Because of these recycling limitations, most environmentalists believe that using a phone for a longer period of time is the most important thing you could do (as Jackson said.) It’s disappointing, then, that Apple’s business practices, anti-repair lobbying, and product design have artificially shorted the working life of millions of iPhones.

At major Apple events watched by millions of people, the company tout its corporate virtues and commitment to the environment: “We never stop thinking about what’s best for the planet,” Jackson said. It announces iPhone recycling programs and pulls out is iPhone-recycling robots Liam and Daisy, which are proprietary to Apple and are not capable of handling the recycling volume associated with the hundreds of millions of iPhones that are sold each year.

Meanwhile, behind the scenes, Apple has forced independent electronics recyclers to sign “must shred” agreements, meaning that any Apple products that enter their facilities must be destroyed and recycled, even if they are in working condition and could be refurbished and resold. Apple says its phones are easy to recycle, and yet electronics recyclers around the country say that Apple products routinely catch fire during the recycling process, because their glued-down lithium ion batteries are difficult to remove at scale without puncturing them.

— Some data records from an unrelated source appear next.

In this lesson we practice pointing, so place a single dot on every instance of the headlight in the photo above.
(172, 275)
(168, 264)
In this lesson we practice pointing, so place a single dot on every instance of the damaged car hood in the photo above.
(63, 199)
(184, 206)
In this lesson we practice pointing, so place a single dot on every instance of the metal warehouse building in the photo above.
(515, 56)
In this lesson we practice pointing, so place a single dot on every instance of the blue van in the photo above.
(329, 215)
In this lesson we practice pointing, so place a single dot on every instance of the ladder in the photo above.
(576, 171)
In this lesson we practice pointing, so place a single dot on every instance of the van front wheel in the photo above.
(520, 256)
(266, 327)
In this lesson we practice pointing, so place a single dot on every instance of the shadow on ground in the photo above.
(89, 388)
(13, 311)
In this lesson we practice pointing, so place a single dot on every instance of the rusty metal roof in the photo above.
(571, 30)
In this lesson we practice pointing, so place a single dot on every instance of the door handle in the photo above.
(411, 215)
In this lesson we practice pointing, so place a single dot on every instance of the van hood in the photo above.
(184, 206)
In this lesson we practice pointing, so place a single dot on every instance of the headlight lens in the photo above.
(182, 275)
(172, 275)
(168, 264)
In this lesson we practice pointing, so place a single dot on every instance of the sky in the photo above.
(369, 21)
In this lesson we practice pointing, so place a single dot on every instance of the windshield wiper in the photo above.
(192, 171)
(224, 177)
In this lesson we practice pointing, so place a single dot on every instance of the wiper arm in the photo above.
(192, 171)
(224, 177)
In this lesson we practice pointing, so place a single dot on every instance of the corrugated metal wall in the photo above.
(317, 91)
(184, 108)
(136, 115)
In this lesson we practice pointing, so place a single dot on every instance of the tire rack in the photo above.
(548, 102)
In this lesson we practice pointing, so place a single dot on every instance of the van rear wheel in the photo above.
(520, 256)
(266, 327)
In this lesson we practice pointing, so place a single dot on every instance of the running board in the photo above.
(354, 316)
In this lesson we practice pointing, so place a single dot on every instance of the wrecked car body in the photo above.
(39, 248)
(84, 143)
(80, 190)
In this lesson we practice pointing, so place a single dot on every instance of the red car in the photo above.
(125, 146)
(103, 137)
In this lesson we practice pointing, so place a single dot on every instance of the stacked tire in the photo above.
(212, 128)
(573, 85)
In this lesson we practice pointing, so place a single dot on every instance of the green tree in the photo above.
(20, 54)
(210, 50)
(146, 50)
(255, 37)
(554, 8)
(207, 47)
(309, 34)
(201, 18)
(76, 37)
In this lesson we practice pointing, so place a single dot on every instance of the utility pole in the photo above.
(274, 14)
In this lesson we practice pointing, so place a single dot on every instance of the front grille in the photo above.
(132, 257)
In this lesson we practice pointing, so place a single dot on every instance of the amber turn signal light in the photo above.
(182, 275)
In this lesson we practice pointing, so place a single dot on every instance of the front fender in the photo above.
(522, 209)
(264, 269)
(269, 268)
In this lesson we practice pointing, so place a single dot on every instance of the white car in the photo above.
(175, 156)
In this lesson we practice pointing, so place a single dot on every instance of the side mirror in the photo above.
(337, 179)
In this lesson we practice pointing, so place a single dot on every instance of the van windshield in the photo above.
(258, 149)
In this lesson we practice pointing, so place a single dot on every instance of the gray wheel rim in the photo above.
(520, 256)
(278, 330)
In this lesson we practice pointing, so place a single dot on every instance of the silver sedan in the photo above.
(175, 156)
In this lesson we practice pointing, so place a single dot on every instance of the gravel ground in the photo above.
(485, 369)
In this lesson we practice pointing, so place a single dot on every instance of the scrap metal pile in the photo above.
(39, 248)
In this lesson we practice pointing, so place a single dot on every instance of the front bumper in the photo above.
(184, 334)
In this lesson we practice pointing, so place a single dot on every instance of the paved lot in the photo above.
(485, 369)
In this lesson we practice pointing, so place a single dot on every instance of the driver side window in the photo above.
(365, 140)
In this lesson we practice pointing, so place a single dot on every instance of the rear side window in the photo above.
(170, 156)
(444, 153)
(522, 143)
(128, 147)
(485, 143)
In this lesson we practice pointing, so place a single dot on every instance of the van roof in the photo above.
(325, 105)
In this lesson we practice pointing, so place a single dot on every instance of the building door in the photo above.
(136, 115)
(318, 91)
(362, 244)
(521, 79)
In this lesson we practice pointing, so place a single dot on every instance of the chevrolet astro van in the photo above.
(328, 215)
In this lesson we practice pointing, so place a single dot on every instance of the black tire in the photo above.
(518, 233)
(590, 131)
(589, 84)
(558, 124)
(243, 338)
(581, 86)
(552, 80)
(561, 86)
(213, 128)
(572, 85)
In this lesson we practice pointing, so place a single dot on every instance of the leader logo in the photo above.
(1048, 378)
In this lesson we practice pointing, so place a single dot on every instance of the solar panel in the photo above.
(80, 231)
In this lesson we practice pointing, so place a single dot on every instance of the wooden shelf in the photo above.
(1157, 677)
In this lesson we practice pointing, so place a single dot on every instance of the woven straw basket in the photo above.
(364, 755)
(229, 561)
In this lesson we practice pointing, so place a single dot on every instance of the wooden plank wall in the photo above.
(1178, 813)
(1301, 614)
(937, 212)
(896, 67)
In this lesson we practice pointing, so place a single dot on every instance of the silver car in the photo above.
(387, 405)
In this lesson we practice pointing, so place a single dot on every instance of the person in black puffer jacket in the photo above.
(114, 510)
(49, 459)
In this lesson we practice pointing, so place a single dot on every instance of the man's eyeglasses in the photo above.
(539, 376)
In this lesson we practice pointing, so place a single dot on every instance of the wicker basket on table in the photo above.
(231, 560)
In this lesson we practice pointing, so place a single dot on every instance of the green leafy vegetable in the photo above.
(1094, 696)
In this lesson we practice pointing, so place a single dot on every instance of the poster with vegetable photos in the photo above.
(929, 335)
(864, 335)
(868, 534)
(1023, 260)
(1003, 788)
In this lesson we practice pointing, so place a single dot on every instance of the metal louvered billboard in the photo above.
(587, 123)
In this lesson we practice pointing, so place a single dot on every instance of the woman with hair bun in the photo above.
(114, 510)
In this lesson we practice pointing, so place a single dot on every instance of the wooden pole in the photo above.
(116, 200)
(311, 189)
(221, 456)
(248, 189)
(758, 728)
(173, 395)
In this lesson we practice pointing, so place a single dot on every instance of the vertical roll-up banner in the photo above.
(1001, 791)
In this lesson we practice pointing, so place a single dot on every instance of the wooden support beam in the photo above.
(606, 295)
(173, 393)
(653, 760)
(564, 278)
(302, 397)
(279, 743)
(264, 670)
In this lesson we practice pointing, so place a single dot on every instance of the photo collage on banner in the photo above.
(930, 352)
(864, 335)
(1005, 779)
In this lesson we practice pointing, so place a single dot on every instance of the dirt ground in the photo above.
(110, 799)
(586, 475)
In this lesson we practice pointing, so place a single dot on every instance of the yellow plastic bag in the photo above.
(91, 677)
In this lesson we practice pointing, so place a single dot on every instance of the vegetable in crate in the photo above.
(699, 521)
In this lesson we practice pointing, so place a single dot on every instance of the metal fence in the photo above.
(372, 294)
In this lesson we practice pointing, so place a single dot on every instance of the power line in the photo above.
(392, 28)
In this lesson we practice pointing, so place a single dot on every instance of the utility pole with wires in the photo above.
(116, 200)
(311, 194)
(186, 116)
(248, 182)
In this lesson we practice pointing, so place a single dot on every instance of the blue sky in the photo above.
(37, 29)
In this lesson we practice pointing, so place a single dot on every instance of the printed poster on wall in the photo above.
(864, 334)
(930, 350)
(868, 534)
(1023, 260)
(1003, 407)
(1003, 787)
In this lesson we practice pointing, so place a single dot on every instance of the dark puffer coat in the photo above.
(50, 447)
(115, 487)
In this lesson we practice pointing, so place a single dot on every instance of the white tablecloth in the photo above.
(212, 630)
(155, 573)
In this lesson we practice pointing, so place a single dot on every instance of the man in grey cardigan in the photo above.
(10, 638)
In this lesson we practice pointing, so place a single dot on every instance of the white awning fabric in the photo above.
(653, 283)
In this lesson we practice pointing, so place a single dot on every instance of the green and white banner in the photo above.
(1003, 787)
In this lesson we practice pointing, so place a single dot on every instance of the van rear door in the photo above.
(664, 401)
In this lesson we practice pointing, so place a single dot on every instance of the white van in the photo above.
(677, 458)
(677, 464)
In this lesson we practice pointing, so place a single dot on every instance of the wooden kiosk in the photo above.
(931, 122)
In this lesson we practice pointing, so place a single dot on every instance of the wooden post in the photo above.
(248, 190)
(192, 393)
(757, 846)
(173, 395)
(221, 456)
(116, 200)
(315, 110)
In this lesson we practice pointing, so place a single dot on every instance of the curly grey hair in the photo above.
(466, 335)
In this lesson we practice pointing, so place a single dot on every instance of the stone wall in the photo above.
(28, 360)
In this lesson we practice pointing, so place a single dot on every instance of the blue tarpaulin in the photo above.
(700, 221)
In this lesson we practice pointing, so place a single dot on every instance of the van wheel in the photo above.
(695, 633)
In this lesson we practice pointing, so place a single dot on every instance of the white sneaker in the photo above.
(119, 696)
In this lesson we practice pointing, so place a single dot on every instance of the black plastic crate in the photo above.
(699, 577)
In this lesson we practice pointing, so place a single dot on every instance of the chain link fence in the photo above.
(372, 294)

That same battery design has led to the early demise of an unknowable but surely huge amount of iPhones. Because batteries have a lifespan shorter than that of the phone itself, many phones that are otherwise perfectly functional have been replaced and upgraded because the battery can no longer hold a charge, and many people don’t know or don’t want to go through the trouble of replacing the battery alone.

Apple also continues to lobby against right to repair legislation that would make it easier to repair phones that are otherwise destined for the trash heap (or a recycling shredder.)

So while Apple knows that extending the life of the average iPhone is critically important to reducing its environmental impact, it continues to take steps to do the opposite of that. The best thing you could do, then, is to keep using the phone you’ve already got.

“The debate isn't really about how green their new products are,” Nathan Proctor, who is heading the right to repair effort for the consumer rights group US PIRG, told me. “It's about how they treat the older devices. They should give people better tools to keep older devices going.”